Então, se nós não somos seres tão integrados por causa do próprio desenvolvimento do capitalismo, o que nos resta fazer é tentarmos reunir os nossos fragmentos, nos integrarmos como seres humanos e nos integrarmos como comunidade, em pequenas comunidades que serão como pequenas células no processo de transformação social. Isso é mais fácil pensar, do que tentar transformar todo o planeta terra de uma só vez. É mais fácil eu pensar que posso transformar as ações pedagógicas do meu grupo social, da rede na qual estou integrado, de minha família e talvez algumas relações com pessoas da minha cidade, do que pensar em transformar toda uma realidade. Por outro lado, não podemos continuar acomodados, inertes diante da degradação da sociedade. Não poderemos transformar tudo, de uma hora para outra, então vamos fazer pequenas ações transformadoras, no cotidiano da escola, do Fórum da Juventude, da Associação de Educação Física, Esportes e Lazer, da Rede Nordeste de futebol de rua , em meio à comunidade educativa constituída.

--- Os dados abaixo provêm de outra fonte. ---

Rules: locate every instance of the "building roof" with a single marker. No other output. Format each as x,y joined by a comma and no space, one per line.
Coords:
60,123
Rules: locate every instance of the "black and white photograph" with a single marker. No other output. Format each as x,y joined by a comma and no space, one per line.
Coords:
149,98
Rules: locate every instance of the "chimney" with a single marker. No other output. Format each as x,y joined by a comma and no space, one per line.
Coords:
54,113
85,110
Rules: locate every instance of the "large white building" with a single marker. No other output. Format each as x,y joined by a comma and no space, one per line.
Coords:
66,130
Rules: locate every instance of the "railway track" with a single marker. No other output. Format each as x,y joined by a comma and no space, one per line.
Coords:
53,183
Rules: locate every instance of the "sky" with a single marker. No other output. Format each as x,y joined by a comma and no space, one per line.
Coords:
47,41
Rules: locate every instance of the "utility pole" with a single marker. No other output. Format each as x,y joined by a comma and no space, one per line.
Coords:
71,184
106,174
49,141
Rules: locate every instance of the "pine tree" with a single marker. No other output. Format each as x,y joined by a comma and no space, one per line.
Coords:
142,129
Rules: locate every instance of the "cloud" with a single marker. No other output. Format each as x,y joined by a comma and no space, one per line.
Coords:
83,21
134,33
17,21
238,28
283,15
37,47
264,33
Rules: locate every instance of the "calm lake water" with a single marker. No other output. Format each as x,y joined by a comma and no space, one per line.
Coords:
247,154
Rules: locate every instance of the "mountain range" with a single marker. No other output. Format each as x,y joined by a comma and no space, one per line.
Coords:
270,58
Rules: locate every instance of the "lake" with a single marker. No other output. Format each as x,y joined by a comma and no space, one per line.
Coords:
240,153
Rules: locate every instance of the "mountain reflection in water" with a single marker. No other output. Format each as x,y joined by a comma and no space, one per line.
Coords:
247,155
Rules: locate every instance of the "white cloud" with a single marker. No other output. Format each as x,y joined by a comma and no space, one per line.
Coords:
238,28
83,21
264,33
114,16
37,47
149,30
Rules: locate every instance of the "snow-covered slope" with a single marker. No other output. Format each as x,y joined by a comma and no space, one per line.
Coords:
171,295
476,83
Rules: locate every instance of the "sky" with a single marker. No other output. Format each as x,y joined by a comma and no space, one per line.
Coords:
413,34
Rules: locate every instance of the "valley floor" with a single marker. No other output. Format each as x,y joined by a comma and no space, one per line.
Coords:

Para que nós tenhamos uma comunidade educativa, essa comunidade ecológica, e para que nós possamos nos reintegrar, nos sentir como seres integrados, no nosso mundo subjetivo e no nosso meio ambiente, nós teremos que pensar em estabelecer nessa comunidade educativa, uma conexão entre todos, a partir de um compromisso ético. Sabe-se que de uma hora para outra não se eliminarão as divergências, não se pensará do mesmo modo, mas, exatamente, não se está falando de uniformização, de padronização das mentalidades, das condutas. Fala-se da criação de uma unidade, a unidade se constrói na diversidade. Porque existe uma diversidade pode-se falar de uma comunidade educativa, em que todos, com suas diversidades, suas singularidades poderão integrar essa comunidade, construindo uma unidade. Mas, o que seria esse fio capaz de tecer entre todos uma ligação que se expressa na comunidade? Seria um compromisso ético com o processo de emancipação humana. Significa exatamente que nós desconstruamos, coloquemos abaixo as relações de poder hierarquizadas, as relações de poder arbitrariamente exercidas por uns sobre os outros. Somente na medida em que tivermos uma prática educativa libertadora, poderemos construir um compromisso ético pela emancipação humana, capaz de nos implsionar nos movimentos de transformação da sociedade.